In the recent decision by the Fair Work Commission in Mr Domenic Gugliandolo v LTG Goldrock Pty Ltd [2013] FWC 7903, the Applicant’s employment was terminated by the employer Respondent on the basis that the Applicant had failed to trade profitably. This requirement was included in the contract of employment, which allowed the contract to be terminated if the Applicant’s performance was unsatisfactory in terms of the profitability criteria.

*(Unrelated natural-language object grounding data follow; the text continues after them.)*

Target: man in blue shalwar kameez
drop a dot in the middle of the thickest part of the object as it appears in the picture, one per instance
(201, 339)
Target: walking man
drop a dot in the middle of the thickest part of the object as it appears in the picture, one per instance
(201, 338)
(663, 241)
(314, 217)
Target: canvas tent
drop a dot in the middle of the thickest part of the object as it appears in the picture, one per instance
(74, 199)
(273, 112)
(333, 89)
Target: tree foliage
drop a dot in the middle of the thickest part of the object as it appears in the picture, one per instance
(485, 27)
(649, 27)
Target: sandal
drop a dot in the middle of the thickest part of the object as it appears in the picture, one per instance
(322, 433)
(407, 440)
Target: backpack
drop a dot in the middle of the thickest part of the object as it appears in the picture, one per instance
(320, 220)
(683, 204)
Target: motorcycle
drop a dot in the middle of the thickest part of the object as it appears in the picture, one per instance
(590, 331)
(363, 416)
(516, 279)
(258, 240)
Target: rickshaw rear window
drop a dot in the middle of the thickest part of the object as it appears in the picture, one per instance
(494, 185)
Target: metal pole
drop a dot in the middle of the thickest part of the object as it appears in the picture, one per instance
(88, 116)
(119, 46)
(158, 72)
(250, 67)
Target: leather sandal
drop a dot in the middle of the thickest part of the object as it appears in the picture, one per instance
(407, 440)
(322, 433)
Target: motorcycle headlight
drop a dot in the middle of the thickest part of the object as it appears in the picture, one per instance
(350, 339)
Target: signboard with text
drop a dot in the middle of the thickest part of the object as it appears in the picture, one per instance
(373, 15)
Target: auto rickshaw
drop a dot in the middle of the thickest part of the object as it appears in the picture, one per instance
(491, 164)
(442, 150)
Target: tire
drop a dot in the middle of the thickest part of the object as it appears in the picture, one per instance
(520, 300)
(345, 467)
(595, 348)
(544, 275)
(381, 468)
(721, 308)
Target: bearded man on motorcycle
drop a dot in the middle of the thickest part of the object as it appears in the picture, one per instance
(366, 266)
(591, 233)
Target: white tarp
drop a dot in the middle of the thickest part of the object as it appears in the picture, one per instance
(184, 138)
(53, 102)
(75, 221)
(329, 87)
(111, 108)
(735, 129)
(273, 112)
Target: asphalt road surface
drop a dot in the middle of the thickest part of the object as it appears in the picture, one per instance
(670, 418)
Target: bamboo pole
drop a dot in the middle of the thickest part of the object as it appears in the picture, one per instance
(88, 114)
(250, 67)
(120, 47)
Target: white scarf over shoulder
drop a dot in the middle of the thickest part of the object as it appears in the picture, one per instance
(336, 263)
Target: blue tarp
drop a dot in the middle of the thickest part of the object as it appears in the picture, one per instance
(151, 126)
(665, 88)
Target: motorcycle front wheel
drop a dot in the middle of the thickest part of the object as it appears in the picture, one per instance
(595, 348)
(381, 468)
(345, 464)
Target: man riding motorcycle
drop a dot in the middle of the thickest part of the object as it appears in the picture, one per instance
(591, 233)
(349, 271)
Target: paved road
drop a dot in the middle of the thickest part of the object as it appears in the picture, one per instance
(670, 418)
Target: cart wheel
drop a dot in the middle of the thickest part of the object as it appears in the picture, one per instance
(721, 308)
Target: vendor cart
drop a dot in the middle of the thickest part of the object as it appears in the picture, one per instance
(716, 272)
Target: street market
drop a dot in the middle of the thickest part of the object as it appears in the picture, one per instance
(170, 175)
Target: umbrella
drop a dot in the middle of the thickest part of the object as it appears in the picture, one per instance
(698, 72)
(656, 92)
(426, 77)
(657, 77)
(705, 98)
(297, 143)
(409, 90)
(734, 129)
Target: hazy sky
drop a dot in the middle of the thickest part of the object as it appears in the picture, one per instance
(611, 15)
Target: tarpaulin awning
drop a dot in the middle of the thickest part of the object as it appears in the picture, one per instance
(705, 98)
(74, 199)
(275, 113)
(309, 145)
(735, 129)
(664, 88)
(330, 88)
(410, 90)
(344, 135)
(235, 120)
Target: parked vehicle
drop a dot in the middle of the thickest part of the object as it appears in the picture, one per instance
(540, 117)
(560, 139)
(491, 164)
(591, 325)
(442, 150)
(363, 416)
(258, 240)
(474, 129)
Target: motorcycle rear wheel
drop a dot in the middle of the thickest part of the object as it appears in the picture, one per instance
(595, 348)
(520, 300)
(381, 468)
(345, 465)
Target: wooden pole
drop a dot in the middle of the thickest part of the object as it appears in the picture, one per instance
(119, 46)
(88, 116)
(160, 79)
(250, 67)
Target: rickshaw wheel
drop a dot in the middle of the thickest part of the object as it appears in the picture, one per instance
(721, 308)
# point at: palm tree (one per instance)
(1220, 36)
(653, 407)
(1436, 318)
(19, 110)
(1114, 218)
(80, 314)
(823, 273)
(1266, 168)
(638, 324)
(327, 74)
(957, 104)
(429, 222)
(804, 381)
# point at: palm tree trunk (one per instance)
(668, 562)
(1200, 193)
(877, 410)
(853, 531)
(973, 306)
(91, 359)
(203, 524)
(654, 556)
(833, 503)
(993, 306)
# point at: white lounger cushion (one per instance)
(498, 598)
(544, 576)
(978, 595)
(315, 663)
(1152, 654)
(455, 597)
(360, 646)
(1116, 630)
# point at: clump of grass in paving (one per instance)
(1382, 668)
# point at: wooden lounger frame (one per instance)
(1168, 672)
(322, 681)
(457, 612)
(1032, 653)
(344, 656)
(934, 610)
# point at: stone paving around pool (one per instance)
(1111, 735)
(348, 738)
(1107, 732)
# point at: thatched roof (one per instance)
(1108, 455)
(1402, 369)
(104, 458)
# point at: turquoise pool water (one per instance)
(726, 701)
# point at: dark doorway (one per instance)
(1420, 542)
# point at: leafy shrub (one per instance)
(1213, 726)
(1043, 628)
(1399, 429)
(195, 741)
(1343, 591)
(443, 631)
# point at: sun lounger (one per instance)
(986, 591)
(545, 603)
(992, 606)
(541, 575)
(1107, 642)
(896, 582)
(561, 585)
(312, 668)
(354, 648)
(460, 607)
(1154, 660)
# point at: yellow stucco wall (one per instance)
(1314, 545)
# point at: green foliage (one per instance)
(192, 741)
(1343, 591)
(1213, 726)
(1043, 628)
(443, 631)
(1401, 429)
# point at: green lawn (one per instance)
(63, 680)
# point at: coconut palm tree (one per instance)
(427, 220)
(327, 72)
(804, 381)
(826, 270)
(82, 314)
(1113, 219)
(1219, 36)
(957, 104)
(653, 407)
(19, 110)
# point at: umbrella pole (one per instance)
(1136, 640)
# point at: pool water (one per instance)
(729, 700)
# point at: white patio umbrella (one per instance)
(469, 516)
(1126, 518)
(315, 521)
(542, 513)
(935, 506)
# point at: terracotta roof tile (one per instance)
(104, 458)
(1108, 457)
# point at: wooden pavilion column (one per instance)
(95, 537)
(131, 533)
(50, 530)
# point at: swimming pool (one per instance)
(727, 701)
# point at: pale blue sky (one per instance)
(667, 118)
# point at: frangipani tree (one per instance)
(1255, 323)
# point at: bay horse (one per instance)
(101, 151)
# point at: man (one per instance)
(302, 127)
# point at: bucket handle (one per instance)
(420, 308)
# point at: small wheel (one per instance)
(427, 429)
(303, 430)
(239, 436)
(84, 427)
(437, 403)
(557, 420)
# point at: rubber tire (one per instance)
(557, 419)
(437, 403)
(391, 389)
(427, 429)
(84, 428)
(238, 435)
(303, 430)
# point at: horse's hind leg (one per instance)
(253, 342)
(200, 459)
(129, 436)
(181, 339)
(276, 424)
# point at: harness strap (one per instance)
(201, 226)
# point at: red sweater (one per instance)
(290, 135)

On balance, the Fair Work Commission concluded that the termination was unfair on the basis that even if the there was a valid reason for the termination:

  • the Respondent had increased the Applicant’s pay only a few months prior to the dismissal;
  • the Respondent had expressed confidence in the ongoing relationship only six weeks prior to the termination;
  • achieving profitable results from trades was not the only criterion for the Applicant’s continuing employment;
  • the Applicant was not notified of the reason for the termination prior to it occurring; and
  • the Applicant did not receive any warning in respect to his unsatisfactory performance and was not given any opportunity to rectify the perceived unsatisfactory performance.

The Applicant was awarded compensation of $14,714 less appropriate taxation, being the amount that the Applicant would have earned if for three and four months pay had he not been dismissed less the one money pay in lieu of notice already received by the Applicant.